I may force myself to start off “taking it easy,” but I can’t not do things. And although I had made myself an embarrassing amount of tea and had the Netflix queue at the ready, I’m such a multi-tasker that the idea of watching TV or a movie, and doing only that, and in bed no less, seemed out of my grasp.
I dragged my laptop into bed, thinking, “I know, I’ll write!” I started writing this, but my head was pounding and I gave up after a few sentences. What you’re reading now was written last night.
Also, what I had started writing was going to be a listicle, so I think we all dodged a bullet there.
Not feeling that I could properly conjugate my verbs through the haze of phlegm and sputum, I thought instead I could check out the news and make notes for future projects. So there I was, laptop screen covered with open windows and tabs, working. In bed, yes. But still.
It was just too ridiculous to bear. I got over myself, got rid of my to-do list, finally decided to commit to the attempt to relax, and it didn’t go so badly after all.
Funnily enough, the best way I could convince myself to stay in and lay low was not through pure self-care, but still putting others first: I cancelled plans because I didn’t want to get other people sick. As I had dragged myself through my struggle workouts those days, I probably burned more calories wiping down every single thing I touched with double the sanitizing wipes I’d usually use, but it was still irresponsible and selfish of me to have gone in the first place.
Indeed, the world went on spinning even though I spent more than a day of it in bed, and if I were inclined to put myself first, (I’m workin’ on it), I’d say my recovery was aided by my lazy day or two.
But more than anything, I renewed my belief in some useful perspectives.

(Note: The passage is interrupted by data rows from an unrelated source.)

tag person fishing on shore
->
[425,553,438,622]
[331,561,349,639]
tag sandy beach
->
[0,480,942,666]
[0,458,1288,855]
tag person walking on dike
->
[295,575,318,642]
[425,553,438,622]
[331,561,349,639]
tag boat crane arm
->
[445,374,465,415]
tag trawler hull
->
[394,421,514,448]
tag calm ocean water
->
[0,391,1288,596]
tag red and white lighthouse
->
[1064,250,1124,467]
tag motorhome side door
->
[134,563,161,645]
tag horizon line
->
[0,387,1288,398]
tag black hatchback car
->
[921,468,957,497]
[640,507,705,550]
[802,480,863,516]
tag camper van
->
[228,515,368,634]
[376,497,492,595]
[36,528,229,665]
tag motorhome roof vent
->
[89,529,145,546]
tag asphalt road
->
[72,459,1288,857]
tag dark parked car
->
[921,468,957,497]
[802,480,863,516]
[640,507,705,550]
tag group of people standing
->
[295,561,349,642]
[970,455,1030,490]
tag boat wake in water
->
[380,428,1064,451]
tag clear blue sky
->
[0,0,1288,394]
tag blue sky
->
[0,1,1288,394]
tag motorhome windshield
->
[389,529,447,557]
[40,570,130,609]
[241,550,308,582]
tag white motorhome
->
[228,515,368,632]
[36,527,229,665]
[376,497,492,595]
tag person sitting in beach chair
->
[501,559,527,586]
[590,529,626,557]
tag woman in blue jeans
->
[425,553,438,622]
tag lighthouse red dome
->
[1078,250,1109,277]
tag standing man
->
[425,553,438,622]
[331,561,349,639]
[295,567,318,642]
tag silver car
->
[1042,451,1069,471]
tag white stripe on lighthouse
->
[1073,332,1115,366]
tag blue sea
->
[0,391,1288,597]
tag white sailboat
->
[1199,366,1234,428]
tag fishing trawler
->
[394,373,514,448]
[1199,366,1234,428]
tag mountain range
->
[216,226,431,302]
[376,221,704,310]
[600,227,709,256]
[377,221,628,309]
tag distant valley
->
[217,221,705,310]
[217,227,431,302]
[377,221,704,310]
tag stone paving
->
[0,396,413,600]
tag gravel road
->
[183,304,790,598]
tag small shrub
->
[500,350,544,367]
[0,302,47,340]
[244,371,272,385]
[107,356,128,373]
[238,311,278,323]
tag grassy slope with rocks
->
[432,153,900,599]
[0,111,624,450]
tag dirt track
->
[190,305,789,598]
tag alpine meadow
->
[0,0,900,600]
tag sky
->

There are people fighting major illnesses and disabilities for whom it’s not a choice to “force” that trip to the gym and who don’t get to agonize over whether to stay in bed or not, because their bodies won’t let them. Many people have to go to a job or take care of children or other family members, sick or not. So I could really cool it with the dramatics.
Ultimately, I’m extremely lucky that my parade of symptoms is now marching on its way after a relatively short period of time, and that I have the luxury of “taking it easy,” however forcibly so.
’Tis the season for coughs and sneezes, so please be careful. Check out these great DIY remedies from Shafiqah Hudson, if the seasonal illness fairy does leave something under your immune system’s pillow, and by all means please take good care of yourselves! That doesn’t come as easily to some of us as it does to others, but sometimes we have to dig deep and muster up the strength to just stay in bed.